In times of inflation, traditional bonds are likely to have negative real returns and stocks are likely to have post rather anemic returns. Several diversifiers from your third pillar should fare quite well in such times. Commodities, TIPs bonds (those that offer a return pegged to inflation), and floating rate bonds would all be expected to do well at counteracting inflation.

While many forecasters (or predictors) choose to move you around from one area to another based on their beliefs about inflation, economic growth, etc., we think that can be a recipe for disaster. Monkeys throwing darts seem to be right about as often as the best and brightest forecasters. These forecasters typically rely on two pillars or possibly only one pillar in order to achieve results. You can picture how sturdy your economic future is when you rely on a one pillar portfolio. One mistake at any time has crushing results. We think building a sturdy vessel is your best first defense. There is a good case for inflation moving forward and a good case for deflation also. Why not build a portfolio which has the potential to survive either case?

We know it is comforting to have an “expert” tell you what the future holds, but we neither feel up to that task nor do we believe anyone else is up to it. Those who are the most certain (which feels like a comfort to you as a prospective investor) are those who may be most likely to be wrong. The road to disaster is filled with yesterday’s experts. Only when knowledge is combined with humility can you manage risk successfully.
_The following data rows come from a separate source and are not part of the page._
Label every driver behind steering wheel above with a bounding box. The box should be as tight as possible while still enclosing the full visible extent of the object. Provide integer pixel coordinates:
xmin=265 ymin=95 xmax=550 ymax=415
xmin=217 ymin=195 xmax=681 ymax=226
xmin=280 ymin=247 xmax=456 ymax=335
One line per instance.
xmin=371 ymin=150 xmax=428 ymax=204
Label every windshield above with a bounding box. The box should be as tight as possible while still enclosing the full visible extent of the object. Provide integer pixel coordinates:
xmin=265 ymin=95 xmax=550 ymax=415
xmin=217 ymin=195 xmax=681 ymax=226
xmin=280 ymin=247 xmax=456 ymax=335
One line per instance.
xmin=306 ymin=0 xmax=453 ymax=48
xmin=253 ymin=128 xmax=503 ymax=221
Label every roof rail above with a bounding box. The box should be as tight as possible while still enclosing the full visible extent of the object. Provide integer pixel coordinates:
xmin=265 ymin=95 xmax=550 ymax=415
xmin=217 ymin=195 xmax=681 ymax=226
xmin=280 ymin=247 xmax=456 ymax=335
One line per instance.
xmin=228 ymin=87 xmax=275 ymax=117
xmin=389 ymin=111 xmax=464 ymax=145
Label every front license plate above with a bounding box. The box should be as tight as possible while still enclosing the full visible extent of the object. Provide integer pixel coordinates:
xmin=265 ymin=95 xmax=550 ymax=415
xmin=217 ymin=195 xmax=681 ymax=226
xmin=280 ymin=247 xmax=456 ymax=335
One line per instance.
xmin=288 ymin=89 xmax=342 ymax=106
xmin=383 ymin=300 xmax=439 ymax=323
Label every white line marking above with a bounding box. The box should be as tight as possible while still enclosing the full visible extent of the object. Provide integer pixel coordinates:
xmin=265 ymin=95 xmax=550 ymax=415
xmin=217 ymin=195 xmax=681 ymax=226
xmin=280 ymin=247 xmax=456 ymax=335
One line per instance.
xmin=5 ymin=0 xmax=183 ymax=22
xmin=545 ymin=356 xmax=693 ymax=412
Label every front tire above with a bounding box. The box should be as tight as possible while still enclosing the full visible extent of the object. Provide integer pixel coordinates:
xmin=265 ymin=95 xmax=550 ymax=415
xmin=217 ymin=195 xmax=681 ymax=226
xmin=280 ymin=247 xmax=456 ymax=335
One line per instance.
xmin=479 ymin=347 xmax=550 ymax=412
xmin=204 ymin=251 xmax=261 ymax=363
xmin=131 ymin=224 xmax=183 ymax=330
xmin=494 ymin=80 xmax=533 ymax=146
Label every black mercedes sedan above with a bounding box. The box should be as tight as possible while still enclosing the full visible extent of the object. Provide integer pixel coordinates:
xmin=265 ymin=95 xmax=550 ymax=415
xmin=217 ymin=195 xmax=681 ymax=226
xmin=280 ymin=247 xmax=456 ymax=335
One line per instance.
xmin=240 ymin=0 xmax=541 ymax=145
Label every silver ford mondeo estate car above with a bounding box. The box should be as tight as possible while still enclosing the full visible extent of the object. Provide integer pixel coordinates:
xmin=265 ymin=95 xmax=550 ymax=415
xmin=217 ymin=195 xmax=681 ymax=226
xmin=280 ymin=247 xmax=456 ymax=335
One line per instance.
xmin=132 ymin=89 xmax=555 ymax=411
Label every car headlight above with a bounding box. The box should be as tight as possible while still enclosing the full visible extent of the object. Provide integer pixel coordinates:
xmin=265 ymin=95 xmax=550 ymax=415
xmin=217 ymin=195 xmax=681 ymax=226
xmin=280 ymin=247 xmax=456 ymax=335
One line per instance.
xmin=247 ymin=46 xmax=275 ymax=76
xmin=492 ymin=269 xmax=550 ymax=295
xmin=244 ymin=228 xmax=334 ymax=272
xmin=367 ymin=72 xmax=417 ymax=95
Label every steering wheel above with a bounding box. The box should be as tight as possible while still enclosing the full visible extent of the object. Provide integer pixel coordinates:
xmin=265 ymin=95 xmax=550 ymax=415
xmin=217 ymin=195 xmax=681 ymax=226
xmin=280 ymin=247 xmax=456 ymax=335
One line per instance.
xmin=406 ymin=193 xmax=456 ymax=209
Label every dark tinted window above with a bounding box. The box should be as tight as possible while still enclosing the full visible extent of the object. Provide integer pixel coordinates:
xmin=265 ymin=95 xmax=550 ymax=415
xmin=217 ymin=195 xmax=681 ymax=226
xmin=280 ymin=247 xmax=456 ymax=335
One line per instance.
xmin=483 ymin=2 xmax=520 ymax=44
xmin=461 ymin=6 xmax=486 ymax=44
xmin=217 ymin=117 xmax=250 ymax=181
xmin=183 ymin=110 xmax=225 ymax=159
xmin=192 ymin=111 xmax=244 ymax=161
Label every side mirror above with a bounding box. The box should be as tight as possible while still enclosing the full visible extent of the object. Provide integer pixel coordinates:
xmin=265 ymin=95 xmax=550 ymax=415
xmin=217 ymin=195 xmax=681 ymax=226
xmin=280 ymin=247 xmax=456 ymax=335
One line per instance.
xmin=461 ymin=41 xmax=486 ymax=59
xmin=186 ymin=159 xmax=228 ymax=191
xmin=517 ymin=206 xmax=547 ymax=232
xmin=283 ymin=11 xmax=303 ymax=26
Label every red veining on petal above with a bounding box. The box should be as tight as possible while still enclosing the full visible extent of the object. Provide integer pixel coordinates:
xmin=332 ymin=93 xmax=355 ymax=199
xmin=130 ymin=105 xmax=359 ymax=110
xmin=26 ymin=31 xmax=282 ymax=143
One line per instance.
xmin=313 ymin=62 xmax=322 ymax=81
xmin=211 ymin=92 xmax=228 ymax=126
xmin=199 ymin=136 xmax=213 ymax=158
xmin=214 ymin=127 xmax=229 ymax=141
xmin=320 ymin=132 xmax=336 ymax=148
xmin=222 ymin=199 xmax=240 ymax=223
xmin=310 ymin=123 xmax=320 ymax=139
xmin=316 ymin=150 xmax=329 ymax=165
We believe that we continue to journey down a risky trail. The tried and true path to success is likely to be the same as it always is-buy low and sell high. While US stocks have behaved as though we were in a booming economy with the wind at our back, other assets types have struggled and appear to be underpriced at this point. Examples would be emerging market debt and equities, which seem to offer attractive future returns when compared to US stocks and treasuries. We know it is enticing to chase returns and sell your emerging market stocks in order to add to your US stocks since they are doing so well. We expect our third pillar diversifiers to do exactly the opposite. We expect them to buy what should offer the best returns going forward, by stocking up on “sale items” like emerging market stocks at this point. The idea is pretty simple. The three pillars are designed to work together through an entire market cycle to produce excellent risk adjusted returns. The idea is not that it will always work well in shorter periods, but that it works well in helping you achieve long term results. Remember, Einstein’s eighth wonder of the world is compound interest. Big gains today feel great, but big losses derail the long term compounding of money in a way that cannot be overcome.